“It’s been one thing after another,” Superintendent James Scully said. “In addition to the major problems with the foundation, we’ve had problems with the roof and now water is seeping in from the walls.”
Last week, City Council scheduled an election June 10 to ask voters to temporarily raise property taxes to pay the city’s estimated $24 million share of the approximately $61.5 million project.
The state has agreed to pay the balance for a 1,005-student building in the city’s Bradford section that will serve students in kindergarten to grade eight. It is to be next to the existing school.
Scully said project engineers and architects expect to finalize the exact cost of the new school this week.
“The city’s opportunity for reimbursement of more than 60 percent of allowed construction costs rests with voter approval,” the citizens group said in its press release. “Haverhill for Hunking organized as a ballot question committee under Massachusetts law to campaign in favor of the project and to urge voters to support the June 10 debt exclusion vote.”
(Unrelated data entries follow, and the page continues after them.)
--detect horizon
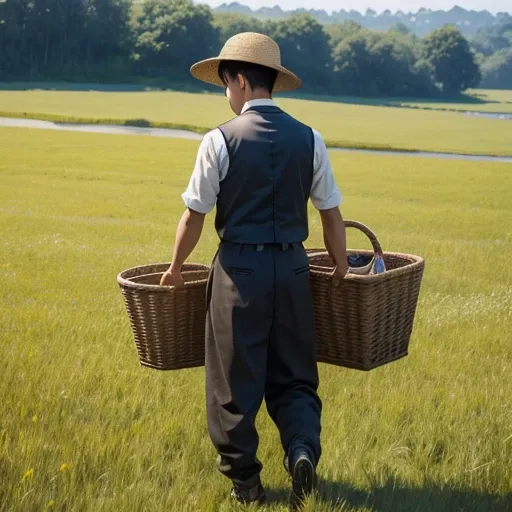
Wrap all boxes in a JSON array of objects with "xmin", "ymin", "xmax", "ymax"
[{"xmin": 202, "ymin": 0, "xmax": 512, "ymax": 15}]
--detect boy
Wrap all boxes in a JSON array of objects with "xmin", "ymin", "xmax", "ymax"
[{"xmin": 161, "ymin": 33, "xmax": 347, "ymax": 509}]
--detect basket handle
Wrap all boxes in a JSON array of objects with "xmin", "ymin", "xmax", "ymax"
[
  {"xmin": 324, "ymin": 220, "xmax": 383, "ymax": 275},
  {"xmin": 344, "ymin": 220, "xmax": 382, "ymax": 256}
]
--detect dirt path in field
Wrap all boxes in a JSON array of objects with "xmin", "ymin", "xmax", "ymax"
[{"xmin": 4, "ymin": 117, "xmax": 512, "ymax": 163}]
Peugh said volunteers with the campaign will be talking to all constituent groups in the city, “especially those without children who might not be aware of the benefits to them of the new school, such as protection of property values and making Haverhill more attractive to new businesses looking for a place to locate.”
Mayor James Fiorentini has said the city can’t afford to build the new school without a debt exclusion, which allows the city to exempt its share of the cost from the constraints of the Proposition 2-1/2 law. That law limits how much a community can raise taxes in a given year.
Without a debt exclusion, the city would have to pay its share of the cost in its annual operating budget. To do that, there would have to be “massive cuts” in other spending, including money for police officers, firefighters and teachers, the mayor said.